Figure 1: The 2025 born suckler bulls

However when Shane weighed them on 28th November he was disappointed as they had only gained 0.75kg/day on average since 16th October, despite being fed 4.5kg of ration/head/day. He took another FEC sample which returned a negative result for liver fluke and rumen fluke, which has been an issue last year. The bulls were housed approx. 6 weeks ago until this date. After consulting with his vet, Shane decided to treat them with Levafas Diamond which treats them for adult liver fluke (over 10 weeks), rumen fluke, lung worms and stomach worms. He also administered a mineral treatment on veterinary advice.

The previous weight gains show that the 15 suckler bulls gained 1.33kg/day from birth until 23rd August, and then dropped back to 0.87 kg/day between 23rd August and 16th October. Shane will weigh them again in the coming month to continue monitoring performance.

Weights for bulls

Figure 2: Weights of 2025 born bulls

The heifers were grazing different fields to the bulls and they will be FEC sampled and weighed this month.

Shane also analysed the feeding and lying space for each group of stock.

The 15 suckler bulls and 4 dairy beef bulls are housed in a straw bedded shed. They require 4m2 per animal of lying space and 0.5m feeding space for the silage/ration mix. The shed is 123m2 which means in theory it can house 30 bull weanlings. However they will not lie in the 1-2m along the feed passage which gets mucked up from them feeding so this needs to be accounted for, and reduce the shed capacity to 24 bulls.

The feed passage is 17.62m long and can accommodate 32 weanlings at 0.5m/head. However there are only 27 spaces available.
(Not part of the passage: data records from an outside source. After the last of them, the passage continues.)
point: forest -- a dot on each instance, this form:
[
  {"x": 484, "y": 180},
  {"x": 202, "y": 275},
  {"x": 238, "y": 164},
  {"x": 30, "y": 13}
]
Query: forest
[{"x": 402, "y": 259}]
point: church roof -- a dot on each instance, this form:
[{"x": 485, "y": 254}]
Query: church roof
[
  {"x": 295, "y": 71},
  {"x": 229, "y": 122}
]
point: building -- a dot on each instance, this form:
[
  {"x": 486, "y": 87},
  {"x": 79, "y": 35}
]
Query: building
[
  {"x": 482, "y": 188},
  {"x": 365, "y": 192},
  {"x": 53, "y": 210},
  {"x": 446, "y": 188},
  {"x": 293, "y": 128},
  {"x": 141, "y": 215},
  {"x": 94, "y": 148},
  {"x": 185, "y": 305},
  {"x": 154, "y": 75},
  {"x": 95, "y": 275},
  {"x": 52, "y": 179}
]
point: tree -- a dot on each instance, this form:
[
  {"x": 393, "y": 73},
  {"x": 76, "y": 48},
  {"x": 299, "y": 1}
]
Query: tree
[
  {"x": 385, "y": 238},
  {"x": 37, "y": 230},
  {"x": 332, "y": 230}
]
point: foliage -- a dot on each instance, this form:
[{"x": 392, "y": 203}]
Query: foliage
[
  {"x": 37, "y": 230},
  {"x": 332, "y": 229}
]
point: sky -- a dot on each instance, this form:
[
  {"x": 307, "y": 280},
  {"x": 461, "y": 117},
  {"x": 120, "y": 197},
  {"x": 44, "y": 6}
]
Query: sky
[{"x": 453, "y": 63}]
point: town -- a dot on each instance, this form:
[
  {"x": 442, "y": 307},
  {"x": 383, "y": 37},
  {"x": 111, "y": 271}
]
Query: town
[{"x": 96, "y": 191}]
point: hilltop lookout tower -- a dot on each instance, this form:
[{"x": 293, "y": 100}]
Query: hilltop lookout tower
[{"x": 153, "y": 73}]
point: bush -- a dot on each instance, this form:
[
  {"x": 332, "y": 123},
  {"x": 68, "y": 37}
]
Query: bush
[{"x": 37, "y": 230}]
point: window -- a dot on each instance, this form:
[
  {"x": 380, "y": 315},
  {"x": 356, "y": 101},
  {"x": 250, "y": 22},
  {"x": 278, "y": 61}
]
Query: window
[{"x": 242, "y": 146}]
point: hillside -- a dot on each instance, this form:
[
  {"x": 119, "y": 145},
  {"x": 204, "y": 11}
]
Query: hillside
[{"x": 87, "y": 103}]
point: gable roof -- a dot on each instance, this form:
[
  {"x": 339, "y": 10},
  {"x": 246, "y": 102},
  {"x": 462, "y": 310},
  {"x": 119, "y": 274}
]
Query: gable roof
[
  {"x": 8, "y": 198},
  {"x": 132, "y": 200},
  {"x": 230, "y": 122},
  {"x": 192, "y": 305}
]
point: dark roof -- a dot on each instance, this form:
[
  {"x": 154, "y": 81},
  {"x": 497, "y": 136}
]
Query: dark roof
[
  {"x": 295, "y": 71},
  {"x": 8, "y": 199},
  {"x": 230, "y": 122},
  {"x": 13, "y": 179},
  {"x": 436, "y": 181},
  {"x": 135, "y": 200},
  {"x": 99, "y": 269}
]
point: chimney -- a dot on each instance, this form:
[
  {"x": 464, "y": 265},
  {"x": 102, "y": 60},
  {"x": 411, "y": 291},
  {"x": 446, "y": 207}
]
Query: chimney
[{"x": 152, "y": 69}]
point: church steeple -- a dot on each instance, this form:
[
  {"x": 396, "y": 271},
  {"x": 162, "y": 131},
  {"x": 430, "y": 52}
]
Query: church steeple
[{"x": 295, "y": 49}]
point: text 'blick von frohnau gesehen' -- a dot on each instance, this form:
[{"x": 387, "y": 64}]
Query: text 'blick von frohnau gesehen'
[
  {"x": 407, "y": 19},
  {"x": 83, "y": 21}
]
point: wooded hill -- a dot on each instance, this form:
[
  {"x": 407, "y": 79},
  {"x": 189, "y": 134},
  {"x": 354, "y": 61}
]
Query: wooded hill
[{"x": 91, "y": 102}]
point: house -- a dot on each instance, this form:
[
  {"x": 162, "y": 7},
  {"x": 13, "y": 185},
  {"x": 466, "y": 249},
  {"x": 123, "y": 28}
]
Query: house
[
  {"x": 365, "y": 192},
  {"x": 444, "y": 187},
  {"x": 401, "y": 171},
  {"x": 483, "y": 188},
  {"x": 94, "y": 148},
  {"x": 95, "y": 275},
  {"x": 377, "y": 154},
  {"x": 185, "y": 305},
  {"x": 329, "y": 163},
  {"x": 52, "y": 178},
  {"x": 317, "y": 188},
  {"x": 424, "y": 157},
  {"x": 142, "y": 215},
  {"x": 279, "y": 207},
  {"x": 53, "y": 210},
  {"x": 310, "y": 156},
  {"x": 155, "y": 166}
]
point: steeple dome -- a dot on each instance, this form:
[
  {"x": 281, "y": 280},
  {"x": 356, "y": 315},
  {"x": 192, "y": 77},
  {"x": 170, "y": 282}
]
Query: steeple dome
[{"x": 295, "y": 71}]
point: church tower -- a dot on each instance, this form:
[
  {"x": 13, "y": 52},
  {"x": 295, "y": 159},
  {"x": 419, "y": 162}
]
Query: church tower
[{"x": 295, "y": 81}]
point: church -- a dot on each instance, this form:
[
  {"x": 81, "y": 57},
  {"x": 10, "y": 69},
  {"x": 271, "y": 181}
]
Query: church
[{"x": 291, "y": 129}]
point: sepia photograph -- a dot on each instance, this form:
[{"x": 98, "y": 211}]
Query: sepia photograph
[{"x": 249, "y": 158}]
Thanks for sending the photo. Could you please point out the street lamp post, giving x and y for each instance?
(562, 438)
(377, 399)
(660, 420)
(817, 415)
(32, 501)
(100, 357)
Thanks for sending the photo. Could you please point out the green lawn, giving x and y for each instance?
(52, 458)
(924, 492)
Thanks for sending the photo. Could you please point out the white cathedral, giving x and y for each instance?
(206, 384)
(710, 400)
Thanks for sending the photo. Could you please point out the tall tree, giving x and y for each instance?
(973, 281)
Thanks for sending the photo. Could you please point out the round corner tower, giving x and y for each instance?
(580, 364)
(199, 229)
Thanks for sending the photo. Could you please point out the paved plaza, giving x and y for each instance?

Therefore the most limiting factor in the shed is lying space which means the total capacity is for 24 bulls and Shane has 19.

Growing bulls eating silage through feed barrier

Figure 3: The straw bedded shed can house 24 bulls

Meanwhile the heifers are housed in an older slatted shed that has 17.7m2 of lying space/pen. They require 1.7m2 of lying space on slats which means each pen can hold 10 weanlings. They need 0.45m of feeding space when getting ration which again amounts to 10 weanlings per pen, plus there are 11 feed spaces present in the barrier. Shane has 41 heifers housed across the 4 pens in the shed which is slightly above capacity for their lying and feeding space requirement.

Slatted shed where heifers are housed

Figure 4: Slatted shed for housing the heifers


Animal Nutrition

The dry cows are being fed the 66-67% DMD silage to maintain body condition score over the winter. The in-calf heifers are on the first cut silage which is 76.52% DMD and will be moved onto 66-67% DMD silage over the next month to avoid getting over fat.

The bulls are eating the second cut red clover which tested at 74.1% DMD and Shane was happy with. However it is quite wet at 19.2% dry matter, but the diet feeder is helping to mix ration and increase this. The crude protein is 14.4% which is good.

They are eating this silage along with 0.5kg of soya bean meal and 4kg of a 12% crude protein ration. This bring the overall diet to a UFL value of 0.96 with 16.4% crude protein which is high while they are in the growing stages. As the bulls come closer the 12 months of age and the target weight of 500kg at that time, they will be built up after Christmas to 8kg of ration per day. Shane will drop the protein in the diet by removing the soya bean meal  to allow for them to put on fat cover in the final months before sale.